（评论）

（评论）
(comments)

原始链接: https://news.ycombinator.com/item?id=41391822

在本文中，用户描述了在 Raspberry Pi Pico（一种紧凑型微控制器板）上使用 PIO 和 DMA 进行的实验。他们强调了使用这些技术进行快速以太网通信的好处，并指出能够以线路速度处理数据包，而不会给主 CPU 带来负担。用户注意到 Pico 包含一个 RP2040 片上系统 (SOC)，特别提到了其中的 PIO 功能。在接收端，它们利用每个数据包的中断来完成接收到的数据包，解决了以前与较大的文件数据包相比，系统以线速处理小语音数据包的速度较慢的问题。然而，他们建议实现一对 DMA 嗅探器来计算传输期间的校验和，从而减少消耗的处理能力。目前可以使用 PIO 执行此任务，尽管他们表示有兴趣提高此过程的效率。他们讨论了 Pico 功能的潜在应用，即充当附加的、功能较弱的微控制器的以太网控制器，并考虑将多个 Pico 组合起来以实现协作目的。此外，他们还探索利用这些功能创建轻量级 HTTP 服务器或逻辑分析器的可能性。最后，用户展示了他们关于传输速率和系统时钟速度的发现。传输速率似乎随着系统时钟频率的升高而非线性增加。该系统在 100 MHz 时的传输速率为 1.38 兆位/秒 (Mbit/s)，而在 200 MHz 时则达到 65.4 Mbit/s。他们预计新的 RP2350 SOC 会提高性能。

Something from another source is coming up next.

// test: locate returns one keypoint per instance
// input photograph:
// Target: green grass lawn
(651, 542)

I just started playing around with PIO and DMA on a Pico, and it’s really fun just how much you can do on the chip without invoking the main CPU. For context, PIO is a mini-language you can program at the edge of the chip that can directly respond to and write to external IO. DMA allows you to tell the chip to send a signal based on data in memory, and can be programmed to loop or interrupt to limit re-invoking. The linked repo uses these heavily for its fast Ethernet communication.

"the Pico includes an RP2040 which is where the PIO runs" to me sounds like it implies either

- The original Pico was not built around the RP2040 as its central part ("includes" sounds to me like it was an addition)

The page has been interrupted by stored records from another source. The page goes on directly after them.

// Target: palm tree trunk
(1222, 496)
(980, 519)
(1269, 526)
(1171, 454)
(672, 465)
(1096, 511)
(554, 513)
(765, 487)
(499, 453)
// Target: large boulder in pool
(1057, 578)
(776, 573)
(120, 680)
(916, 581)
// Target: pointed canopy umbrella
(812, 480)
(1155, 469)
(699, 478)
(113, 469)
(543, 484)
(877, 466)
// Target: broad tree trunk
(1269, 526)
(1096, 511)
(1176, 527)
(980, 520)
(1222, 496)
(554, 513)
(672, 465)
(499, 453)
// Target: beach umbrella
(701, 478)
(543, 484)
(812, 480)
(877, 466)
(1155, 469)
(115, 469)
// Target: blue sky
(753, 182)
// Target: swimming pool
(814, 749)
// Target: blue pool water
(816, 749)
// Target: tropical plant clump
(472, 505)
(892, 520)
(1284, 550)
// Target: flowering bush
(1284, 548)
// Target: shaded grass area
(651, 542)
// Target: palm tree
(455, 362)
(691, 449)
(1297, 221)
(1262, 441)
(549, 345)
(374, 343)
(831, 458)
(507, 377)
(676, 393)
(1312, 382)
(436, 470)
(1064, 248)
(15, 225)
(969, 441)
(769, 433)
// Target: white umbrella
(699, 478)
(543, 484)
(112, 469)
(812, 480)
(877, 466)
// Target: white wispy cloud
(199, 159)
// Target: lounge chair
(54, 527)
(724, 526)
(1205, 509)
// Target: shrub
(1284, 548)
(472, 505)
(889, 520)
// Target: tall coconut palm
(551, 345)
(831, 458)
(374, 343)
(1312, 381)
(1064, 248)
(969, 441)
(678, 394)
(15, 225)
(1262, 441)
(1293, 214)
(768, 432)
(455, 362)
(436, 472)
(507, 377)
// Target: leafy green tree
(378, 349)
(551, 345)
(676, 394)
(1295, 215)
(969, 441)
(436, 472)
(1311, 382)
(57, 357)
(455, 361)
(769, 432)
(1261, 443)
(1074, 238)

- The Pico 2 includes a RP2040 (in addition to the RP2350) which runs PIO

Neither of which are true. I'm guessing some other people had a similar reaction.

> receive side uses a per-packet interrupt to finalize a received packet

This has made much faster systems not being able to process packets at line speed. A classic was that standard Gigabit network cards and contemporary CPUs were not able to process VoIP packets (which are tiny) at line speed, while they could easily download files (which are basically MTU-sized packets) at line speed.

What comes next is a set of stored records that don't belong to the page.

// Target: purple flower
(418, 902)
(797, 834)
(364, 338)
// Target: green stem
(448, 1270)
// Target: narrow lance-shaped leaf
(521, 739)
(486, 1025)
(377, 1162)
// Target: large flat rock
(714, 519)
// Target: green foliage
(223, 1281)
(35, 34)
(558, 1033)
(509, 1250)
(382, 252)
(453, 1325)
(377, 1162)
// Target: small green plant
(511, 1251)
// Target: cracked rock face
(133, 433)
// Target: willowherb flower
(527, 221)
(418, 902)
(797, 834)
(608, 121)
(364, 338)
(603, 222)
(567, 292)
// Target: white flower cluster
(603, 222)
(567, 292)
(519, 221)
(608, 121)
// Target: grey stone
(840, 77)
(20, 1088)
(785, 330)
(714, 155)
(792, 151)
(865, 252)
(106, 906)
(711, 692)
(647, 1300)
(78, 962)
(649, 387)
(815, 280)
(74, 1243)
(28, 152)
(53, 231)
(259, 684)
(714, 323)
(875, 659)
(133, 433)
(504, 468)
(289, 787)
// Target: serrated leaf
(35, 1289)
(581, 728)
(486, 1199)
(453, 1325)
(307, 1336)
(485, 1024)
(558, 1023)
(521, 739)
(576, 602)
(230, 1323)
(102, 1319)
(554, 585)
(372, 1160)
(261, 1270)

Fortunately, the receive ISR isn't cracking packets, just calculating a checksum and passing the packet on to LWIP. I wish there were two DMA sniffers, so that the checksum could be calculated by the DMA engine(s), as that's where a lot of processor time is spent (event with a table driven CRC routine).

You can do it using PIO. I did that for emulating memory stick slave on rp2040. One PIO SM plus two dma channels with chained descriptors. XOR is achieved using any io reg you don’t need, with 0x3000 offset (manual mentions this as the XOR alias)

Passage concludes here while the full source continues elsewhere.